Patrick Leterme
libre et affranchi des cases
Figure marquante de la scène classique belge, Patrick Leterme forge son propre itinéraire. Du micro aux claviers, des salles de concerts aux plateaux, il avance guidé par l’instinct, la curiosité et un sens rare du partage, porté par une sensibilité fine qui imprègne chacune de ses rencontres.
Né le 7 septembre 1981 à Verviers, le pianiste, compositeur et chef d’orchestre Patrick Leterme n’est pas issu d’une dynastie de musiciens. La musique s’impose à lui. De cette enfance, son premier souvenir musical se dessine : « Je chante à l’école maternelle. Je me vois assis, surexcité, avec les autres enfants […]. Je pense que l’institutrice a remarqué que j’aimais bien la musique et l’a dit à mes parents ». Ces derniers découvrent et l’inscrivent à l’académie. Là-bas, le piano « est arrivé assez naturellement », la rencontre est teintée d’une « affinité épidermique », considérant le piano comme « l’instrument-carrefour qui gère la circulation de toutes les informations musicales ».
Après l’académie, Patrick poursuit des études supérieures de musique à Liège, mais aussi à Cologne ou à Bruxelles où il étudie la direction d’orchestre. Pianiste, il garde aussi la voix au cœur de ses sensibilités. Une réceptivité ancrée en lui, alors qu’il se rappelle l’un de ses premiers opéras, La Flûte Enchantée, à la télé. C’est un imaginaire tout entier qui s’ouvre à lui quand il ressent cet « amusement d’enfant que Mozart a probablement voulu transmettre », sans en avoir les clés.
Patrick Leterme
Il y a parfois cette idée que
la musique contemporaine, c’est difficile, austère,
réservé à des initiés.
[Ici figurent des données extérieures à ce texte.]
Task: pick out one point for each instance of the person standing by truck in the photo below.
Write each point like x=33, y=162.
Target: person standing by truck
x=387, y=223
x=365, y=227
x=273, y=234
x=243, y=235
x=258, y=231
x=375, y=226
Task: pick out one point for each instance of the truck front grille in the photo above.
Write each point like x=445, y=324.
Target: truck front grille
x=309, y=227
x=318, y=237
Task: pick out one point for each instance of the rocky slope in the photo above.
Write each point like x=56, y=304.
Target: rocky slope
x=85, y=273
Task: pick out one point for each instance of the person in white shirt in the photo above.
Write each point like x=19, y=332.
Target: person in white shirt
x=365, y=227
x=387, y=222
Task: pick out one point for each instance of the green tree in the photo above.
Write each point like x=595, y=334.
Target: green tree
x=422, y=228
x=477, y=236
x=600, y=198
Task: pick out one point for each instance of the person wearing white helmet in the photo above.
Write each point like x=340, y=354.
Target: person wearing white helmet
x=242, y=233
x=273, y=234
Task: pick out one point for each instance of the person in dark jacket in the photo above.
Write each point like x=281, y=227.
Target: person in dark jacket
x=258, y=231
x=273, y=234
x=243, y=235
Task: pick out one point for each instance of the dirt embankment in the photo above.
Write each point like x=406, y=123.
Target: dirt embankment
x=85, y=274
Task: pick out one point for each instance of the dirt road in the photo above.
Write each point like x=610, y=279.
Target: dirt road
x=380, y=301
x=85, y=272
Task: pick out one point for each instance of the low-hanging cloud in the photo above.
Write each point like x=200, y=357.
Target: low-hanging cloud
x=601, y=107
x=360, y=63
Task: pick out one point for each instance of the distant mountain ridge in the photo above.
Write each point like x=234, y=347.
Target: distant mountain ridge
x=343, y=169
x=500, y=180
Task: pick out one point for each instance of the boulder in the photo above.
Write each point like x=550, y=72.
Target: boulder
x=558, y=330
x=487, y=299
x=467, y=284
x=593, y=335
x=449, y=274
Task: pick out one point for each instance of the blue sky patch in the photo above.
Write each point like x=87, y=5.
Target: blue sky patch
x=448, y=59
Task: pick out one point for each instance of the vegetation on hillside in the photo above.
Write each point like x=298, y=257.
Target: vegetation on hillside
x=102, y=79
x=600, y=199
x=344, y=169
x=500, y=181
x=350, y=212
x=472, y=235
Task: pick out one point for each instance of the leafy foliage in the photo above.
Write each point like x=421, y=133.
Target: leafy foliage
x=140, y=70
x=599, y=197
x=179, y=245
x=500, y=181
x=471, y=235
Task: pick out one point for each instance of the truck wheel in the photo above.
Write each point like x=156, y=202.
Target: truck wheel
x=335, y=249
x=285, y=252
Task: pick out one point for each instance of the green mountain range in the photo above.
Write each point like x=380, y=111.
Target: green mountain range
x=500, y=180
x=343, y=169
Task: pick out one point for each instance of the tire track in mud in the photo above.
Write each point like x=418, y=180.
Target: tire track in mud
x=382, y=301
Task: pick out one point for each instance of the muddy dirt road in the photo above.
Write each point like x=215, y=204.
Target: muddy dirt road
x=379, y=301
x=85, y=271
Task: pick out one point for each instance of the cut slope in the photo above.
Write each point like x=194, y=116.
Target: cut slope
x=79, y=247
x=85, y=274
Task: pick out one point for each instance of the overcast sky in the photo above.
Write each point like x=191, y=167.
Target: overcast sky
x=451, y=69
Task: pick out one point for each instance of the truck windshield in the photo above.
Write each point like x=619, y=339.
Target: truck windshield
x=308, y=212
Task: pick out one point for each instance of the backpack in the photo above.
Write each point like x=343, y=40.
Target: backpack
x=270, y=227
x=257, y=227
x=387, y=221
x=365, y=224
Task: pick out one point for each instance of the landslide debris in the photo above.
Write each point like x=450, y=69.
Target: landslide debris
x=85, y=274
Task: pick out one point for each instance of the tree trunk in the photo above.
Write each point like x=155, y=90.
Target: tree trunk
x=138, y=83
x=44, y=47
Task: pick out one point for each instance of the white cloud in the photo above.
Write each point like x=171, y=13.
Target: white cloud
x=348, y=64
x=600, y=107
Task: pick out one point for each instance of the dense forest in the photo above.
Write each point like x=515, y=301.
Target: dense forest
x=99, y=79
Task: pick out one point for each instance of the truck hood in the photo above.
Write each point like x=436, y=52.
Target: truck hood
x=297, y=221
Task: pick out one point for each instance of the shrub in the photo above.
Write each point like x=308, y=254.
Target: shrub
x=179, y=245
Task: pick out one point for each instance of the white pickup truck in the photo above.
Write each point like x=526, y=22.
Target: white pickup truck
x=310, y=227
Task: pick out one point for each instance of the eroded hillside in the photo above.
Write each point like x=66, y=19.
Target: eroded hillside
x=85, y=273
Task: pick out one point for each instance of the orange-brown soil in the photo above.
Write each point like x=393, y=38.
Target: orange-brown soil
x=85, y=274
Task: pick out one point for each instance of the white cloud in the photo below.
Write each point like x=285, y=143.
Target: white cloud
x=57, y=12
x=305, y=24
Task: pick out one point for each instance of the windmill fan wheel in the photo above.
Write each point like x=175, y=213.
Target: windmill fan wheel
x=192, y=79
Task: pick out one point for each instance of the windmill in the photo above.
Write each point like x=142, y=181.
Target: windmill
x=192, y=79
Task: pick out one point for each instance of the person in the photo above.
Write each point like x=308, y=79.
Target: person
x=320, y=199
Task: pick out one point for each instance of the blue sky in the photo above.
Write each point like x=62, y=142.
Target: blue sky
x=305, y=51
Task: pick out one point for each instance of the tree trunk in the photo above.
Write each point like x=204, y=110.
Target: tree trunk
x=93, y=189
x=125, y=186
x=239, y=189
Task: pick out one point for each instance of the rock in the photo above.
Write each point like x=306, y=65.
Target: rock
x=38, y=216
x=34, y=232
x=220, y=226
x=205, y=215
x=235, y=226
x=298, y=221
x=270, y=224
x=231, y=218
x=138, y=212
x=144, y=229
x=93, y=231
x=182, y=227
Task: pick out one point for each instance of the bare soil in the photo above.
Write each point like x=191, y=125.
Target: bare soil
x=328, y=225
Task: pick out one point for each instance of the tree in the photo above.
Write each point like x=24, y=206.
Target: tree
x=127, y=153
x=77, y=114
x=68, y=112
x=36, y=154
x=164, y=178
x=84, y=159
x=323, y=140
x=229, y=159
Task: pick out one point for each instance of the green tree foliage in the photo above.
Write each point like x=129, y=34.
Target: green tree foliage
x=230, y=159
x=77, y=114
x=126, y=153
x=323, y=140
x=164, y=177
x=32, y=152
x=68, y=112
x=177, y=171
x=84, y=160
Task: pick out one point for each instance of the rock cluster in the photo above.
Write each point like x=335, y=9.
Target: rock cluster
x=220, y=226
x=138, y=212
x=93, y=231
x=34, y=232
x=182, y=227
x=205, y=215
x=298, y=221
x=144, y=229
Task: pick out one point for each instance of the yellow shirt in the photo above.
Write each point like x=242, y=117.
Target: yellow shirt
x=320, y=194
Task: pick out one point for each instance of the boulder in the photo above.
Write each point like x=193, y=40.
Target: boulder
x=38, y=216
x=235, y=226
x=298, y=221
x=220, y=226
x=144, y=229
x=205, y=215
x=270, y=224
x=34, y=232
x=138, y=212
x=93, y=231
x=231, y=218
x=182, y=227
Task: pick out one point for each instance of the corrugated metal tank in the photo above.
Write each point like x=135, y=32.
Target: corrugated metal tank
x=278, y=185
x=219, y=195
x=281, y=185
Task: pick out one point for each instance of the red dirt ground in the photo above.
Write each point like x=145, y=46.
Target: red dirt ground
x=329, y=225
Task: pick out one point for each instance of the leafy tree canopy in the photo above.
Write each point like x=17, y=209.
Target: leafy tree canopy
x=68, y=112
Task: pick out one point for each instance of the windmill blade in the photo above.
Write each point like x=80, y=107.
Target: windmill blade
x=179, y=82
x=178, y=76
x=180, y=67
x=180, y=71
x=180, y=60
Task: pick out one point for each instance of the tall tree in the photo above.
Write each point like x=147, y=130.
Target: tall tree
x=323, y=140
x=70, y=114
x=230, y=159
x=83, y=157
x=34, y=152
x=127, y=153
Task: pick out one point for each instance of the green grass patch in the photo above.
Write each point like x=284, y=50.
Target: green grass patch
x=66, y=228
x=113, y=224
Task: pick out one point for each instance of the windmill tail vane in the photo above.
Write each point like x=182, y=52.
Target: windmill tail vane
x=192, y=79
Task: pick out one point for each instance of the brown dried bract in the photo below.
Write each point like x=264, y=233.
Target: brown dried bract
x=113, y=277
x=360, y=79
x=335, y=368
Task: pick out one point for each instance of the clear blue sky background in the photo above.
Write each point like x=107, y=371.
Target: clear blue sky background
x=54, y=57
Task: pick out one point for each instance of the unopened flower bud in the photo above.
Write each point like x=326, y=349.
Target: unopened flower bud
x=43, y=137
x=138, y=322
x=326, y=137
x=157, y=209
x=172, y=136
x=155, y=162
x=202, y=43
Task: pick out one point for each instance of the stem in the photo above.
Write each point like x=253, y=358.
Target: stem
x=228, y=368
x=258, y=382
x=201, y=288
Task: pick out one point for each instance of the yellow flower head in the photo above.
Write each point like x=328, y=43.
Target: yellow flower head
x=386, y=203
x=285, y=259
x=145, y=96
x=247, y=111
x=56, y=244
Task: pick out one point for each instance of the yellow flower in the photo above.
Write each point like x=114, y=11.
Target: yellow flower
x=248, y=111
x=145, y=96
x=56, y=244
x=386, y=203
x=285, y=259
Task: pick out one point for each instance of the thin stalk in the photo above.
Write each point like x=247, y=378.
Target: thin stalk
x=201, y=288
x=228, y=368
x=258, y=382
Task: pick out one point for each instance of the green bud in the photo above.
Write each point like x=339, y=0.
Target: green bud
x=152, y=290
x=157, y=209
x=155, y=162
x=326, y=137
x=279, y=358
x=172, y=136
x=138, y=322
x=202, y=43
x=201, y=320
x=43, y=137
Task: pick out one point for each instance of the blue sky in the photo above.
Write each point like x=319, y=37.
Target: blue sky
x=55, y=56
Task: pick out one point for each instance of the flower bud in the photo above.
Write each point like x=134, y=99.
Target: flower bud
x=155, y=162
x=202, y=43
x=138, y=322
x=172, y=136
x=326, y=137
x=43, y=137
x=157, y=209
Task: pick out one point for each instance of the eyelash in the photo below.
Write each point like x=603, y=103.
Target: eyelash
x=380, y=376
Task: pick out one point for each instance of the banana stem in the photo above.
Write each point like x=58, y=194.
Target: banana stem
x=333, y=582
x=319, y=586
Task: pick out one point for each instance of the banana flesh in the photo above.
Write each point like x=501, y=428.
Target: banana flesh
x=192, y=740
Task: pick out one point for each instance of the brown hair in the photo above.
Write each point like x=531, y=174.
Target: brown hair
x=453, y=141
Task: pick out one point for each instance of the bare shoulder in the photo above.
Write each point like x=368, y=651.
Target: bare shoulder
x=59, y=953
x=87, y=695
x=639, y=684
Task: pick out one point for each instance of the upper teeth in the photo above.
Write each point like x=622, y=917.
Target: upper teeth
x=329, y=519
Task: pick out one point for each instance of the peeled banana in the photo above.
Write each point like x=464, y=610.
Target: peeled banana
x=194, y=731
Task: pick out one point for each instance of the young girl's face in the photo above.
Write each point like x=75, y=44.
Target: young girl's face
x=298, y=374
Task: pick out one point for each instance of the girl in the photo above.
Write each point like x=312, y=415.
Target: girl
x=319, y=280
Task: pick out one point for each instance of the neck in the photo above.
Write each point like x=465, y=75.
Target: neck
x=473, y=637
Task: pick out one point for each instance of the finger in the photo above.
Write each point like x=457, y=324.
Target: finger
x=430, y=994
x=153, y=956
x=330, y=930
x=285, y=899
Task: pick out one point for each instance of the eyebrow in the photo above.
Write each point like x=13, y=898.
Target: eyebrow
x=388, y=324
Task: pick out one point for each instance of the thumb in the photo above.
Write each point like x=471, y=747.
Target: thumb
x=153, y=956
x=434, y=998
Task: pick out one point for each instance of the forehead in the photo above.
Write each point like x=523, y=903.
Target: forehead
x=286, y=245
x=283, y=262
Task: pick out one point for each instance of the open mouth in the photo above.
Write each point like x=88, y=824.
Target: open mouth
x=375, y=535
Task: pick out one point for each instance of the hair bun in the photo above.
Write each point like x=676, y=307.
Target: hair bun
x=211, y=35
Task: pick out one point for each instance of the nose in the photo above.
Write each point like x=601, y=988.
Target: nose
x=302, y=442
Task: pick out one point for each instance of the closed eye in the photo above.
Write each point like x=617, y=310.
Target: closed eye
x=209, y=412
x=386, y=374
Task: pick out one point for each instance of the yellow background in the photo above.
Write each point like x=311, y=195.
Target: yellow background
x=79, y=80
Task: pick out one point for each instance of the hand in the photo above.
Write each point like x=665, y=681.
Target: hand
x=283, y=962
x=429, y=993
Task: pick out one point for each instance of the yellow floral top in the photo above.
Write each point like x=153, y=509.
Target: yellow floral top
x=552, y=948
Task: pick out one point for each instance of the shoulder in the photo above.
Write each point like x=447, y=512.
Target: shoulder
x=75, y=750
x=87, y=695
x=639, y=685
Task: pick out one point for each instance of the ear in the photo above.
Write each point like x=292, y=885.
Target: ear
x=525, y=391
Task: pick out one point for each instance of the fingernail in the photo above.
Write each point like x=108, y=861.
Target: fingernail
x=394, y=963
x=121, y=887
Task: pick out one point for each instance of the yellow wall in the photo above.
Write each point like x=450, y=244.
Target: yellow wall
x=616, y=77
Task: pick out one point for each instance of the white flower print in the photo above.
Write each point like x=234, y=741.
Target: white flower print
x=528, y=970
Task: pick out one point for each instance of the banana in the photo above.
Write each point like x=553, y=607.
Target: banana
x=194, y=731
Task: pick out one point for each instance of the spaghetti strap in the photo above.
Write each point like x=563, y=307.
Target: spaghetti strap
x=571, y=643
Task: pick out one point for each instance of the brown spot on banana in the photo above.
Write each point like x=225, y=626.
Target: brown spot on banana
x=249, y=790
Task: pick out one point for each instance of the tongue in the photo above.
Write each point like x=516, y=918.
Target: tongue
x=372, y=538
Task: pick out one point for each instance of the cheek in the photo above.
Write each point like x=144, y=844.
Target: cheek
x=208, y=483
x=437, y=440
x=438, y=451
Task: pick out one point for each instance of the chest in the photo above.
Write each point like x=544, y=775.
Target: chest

Je pense exactement l’inverse.
Pas de musiciens dans sa famille mais néanmoins une grand-mère « qui a travaillé toute sa vie à la ferme en élevant cinq enfants et sans avoir accès au moindre cours de musique, mais en dirigeant malgré tout la chorale de son village ». Une personnalité avec une « passion amateure pour le chant au sens le plus noble du terme ». Pour lui, il est important de ne pas hiérarchiser les pratiques, comparant la pratique de sa grand-mère à celle d’une grande soliste, avec une racine commune: un amour du chant.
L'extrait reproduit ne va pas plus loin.